Penilaian Risiko Kredit dan Prudensial Lending
BI akan melakukan kajian (assesment) untuk melihat skor kredit macet atau non performing loan (NPL) setiap sektor. Meskipun demikian, BI tetap meminta setiap bank untuk mengutamakan prinsip prudensial lending dalam pemberian kredit.
"Kami menetapkan syarat bahwa bank harus tetap menjaga prudensial lending mereka, sehingga tidak bisa hanya karena ingin mendapatkan insentif, mereka terus tumbuh di sektor-sektor dengan NPL yang sudah cukup tinggi," kata Irman.
Koordinasi dengan OJK
Irman menyatakan bahwa BI akan berkoordinasi dengan Otoritas Jasa Keuangan (OJK) untuk bersama-sama mengkaji kesiapan perbankan dan sektor yang bisa diprioritaskan.
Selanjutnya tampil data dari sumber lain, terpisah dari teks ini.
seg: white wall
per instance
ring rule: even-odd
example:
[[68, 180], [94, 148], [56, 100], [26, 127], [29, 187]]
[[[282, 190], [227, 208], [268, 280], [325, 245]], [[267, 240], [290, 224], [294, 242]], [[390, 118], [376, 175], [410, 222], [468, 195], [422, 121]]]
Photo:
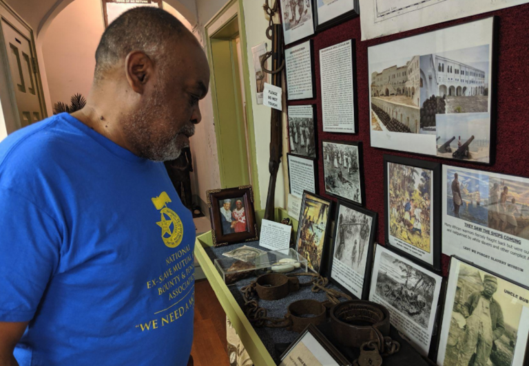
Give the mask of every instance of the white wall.
[[[251, 103], [253, 112], [253, 129], [256, 135], [256, 154], [259, 179], [259, 190], [260, 191], [261, 207], [264, 208], [268, 194], [268, 184], [270, 173], [268, 171], [268, 162], [270, 158], [270, 108], [258, 105], [256, 99], [256, 78], [253, 69], [253, 58], [251, 47], [262, 42], [268, 43], [268, 50], [271, 47], [271, 41], [267, 38], [265, 31], [268, 27], [268, 21], [264, 18], [262, 10], [262, 1], [256, 0], [240, 0], [245, 12], [245, 22], [246, 27], [246, 41], [247, 44], [248, 67], [250, 72], [250, 87], [251, 90]], [[284, 184], [284, 175], [283, 173], [283, 162], [278, 173], [276, 183], [276, 207], [286, 208], [284, 197], [285, 187]]]

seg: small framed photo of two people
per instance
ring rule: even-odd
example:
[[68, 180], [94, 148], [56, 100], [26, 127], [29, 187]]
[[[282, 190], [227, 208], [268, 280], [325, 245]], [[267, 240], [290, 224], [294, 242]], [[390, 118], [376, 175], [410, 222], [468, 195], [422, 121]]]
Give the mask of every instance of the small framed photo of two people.
[[251, 186], [215, 189], [206, 194], [214, 246], [258, 240]]
[[365, 205], [362, 142], [324, 140], [322, 151], [325, 193]]
[[452, 257], [437, 365], [526, 365], [529, 289]]
[[441, 164], [384, 155], [386, 243], [441, 269]]
[[377, 213], [338, 201], [327, 277], [355, 297], [367, 300]]
[[305, 191], [301, 201], [295, 250], [307, 260], [309, 268], [320, 273], [326, 255], [333, 202]]

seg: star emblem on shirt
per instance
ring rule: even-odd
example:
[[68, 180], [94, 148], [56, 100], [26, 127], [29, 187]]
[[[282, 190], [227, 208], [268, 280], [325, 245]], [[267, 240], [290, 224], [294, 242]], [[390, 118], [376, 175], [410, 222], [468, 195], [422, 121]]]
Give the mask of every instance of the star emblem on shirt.
[[159, 221], [156, 222], [156, 225], [162, 228], [162, 236], [165, 235], [166, 233], [171, 235], [171, 230], [169, 228], [169, 227], [171, 226], [171, 223], [172, 222], [171, 220], [165, 219], [165, 216], [162, 213], [160, 215], [161, 216], [161, 221]]

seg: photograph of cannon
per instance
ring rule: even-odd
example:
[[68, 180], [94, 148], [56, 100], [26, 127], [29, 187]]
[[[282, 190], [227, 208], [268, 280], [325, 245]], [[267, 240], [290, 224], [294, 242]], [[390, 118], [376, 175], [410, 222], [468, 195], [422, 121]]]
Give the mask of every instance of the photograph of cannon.
[[490, 162], [488, 113], [439, 114], [437, 118], [437, 156]]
Dalam penyusunan sektor-sektor yang ditargetkan, beberapa sub-sektor dengan NPL tinggi tidak akan dimasukkan dalam objek pemberian insentif KLM.
"Sub-sektor dengan NPL tinggi yang rata-rata terjadi di industri tidak akan masuk sebagai objek insentif KLM," jelasnya.

Penguatan Kebijakan KLM yang Berbasis Kinerja
Sebelumnya, Gubernur BI Perry Warjiyo menyampaikan bahwa insentif KLM dengan skema terbaru diberikan kepada bank atas komitmennya dalam menyalurkan kredit/pembiayaan kepada sektor tertentu (lending channel), serta menetapkan suku bunga kredit yang sejalan dengan arah kebijakan suku bunga BI (interest rate channel).
"Penguatan Kebijakan KLM yang berbasis kinerja dan berorientasi ke depan yang berlaku efektif mulai 1 Desember 2025," kata Perry saat konferensi pers, Rabu (22/10).
Besaran Insentif yang Diberikan
Insentif KLM yang dapat diterima bank terdiri dari dua saluran, yaitu:
- Saluran pinjaman insentif, dengan batas maksimal 5 persen dari Dana Pihak Ketiga (DPK)
- Saluran insentif suku bunga, dengan batas maksimal 0,5 persen dari DPK
Total insentif yang diterima bank bisa mencapai maksimal 5,5 persen dari DPK.
Sektor yang Mendapat Insentif
Sektor yang mendapatkan saluran pinjaman insentif antara lain:
- Sektor pertanian, industri, dan hilirisasi
- Sektor jasa, termasuk ekonomi kreatif
- Sektor konstruksi, real estate, dan perumahan
- Sektor UMKM, koperasi, inklusi, dan berkelanjutan
Besaran insentif pada lending channel juga memperhitungkan faktor penyesuaian berdasarkan realisasi pertumbuhan kredit/pembiayaan dibandingkan dengan komitmen periode sebelumnya.
Sementara itu, pengukuran insentif suku bunga kredit/pembiayaan didasarkan pada kecepatan perbankan dalam menyesuaikan suku bunga kredit/pembiayaan baru terhadap suku bunga kebijakan Bank Indonesia.